Tucker A, Grover R F, Reeves J T
Am J Vet Res. 1984 Jan;45(1):104-8.
Cardiovascular responses to various degrees of acute isocapnic hypoxia were determined in spontaneously breathing anesthetized dogs. Cardiac output (CO), heart rate, stroke volume, systemic blood pressure, and systemic vascular resistance were measured at frequent intervals during 20-minute exposures to hypoxia (7% to 17% O2). Cardiac output increased during hypoxia, with the most severe degree of hypoxia producing the greatest increase in CO. Stroke volume increased significantly (P less than 0.05), whereas tachycardia was inconsistent. Systemic vascular resistance declined with hypoxia, with the greatest vasodilation observed with the most severe hypoxia. During the first 3 minutes of hypoxia, CO increased at all 3 degrees of hypoxia, whereas systemic vascular resistance remained relatively unchanged during this initial portion of the hypoxic exposures. Prevention of the hypoxia-induced increase in CO by partial caudal vena caval obstruction (reducing venous return) resulted in a maintenance of systemic vascular resistance at or above the base-line value before hypoxia. Seemingly, hypoxia can increase CO before systemic vasodilation is evident and systemic vasodilation depends, partly, on the increase in CO.

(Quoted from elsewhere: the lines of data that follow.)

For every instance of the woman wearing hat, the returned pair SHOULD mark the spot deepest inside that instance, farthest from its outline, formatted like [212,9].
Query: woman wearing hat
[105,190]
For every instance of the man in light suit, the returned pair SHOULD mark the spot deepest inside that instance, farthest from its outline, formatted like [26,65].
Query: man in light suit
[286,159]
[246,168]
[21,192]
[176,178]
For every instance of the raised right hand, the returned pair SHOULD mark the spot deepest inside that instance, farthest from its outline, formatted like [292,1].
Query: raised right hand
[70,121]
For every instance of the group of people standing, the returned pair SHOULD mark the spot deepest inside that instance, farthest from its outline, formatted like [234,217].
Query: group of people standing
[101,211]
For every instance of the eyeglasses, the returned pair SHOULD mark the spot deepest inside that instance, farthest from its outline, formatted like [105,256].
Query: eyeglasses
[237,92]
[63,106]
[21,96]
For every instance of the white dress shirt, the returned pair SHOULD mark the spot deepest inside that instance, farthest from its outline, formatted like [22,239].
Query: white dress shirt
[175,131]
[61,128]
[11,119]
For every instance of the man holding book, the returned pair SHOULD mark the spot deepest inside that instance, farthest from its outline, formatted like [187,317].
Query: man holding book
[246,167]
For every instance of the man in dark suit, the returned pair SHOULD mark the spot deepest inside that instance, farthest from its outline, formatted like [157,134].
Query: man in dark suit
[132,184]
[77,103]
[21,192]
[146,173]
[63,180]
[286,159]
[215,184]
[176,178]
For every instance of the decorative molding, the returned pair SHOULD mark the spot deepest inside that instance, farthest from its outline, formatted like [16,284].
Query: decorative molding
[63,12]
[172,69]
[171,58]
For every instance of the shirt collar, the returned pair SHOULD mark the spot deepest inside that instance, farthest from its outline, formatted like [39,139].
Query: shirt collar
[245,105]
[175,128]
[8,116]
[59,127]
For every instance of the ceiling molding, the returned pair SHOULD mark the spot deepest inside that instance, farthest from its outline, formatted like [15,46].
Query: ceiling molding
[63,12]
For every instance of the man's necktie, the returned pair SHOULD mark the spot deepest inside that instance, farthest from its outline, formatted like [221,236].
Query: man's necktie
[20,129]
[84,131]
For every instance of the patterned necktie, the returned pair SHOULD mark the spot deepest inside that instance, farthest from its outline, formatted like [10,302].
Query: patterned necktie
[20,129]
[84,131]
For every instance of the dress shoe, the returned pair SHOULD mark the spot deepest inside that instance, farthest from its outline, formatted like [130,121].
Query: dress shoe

在自主呼吸的麻醉犬中测定了对不同程度急性等碳酸血症性缺氧的心血管反应。在20分钟的缺氧暴露(7%至17%氧气)期间,频繁测量心输出量(CO)、心率、每搏量、体循环血压和体循环血管阻力。缺氧期间心输出量增加,缺氧程度最严重时CO增加幅度最大。每搏量显著增加(P<0.05),而心动过速则不一致。缺氧时体循环血管阻力下降,缺氧最严重时观察到最大程度的血管舒张。在缺氧的最初3分钟内,所有3种缺氧程度下心输出量均增加,而在缺氧暴露的这一初始阶段,体循环血管阻力相对保持不变。通过部分尾腔静脉阻塞(减少静脉回流)预防缺氧诱导的心输出量增加,可使体循环血管阻力维持在缺氧前基线值或以上。似乎,在体循环血管舒张明显之前,缺氧可增加心输出量,且体循环血管舒张部分取决于心输出量的增加。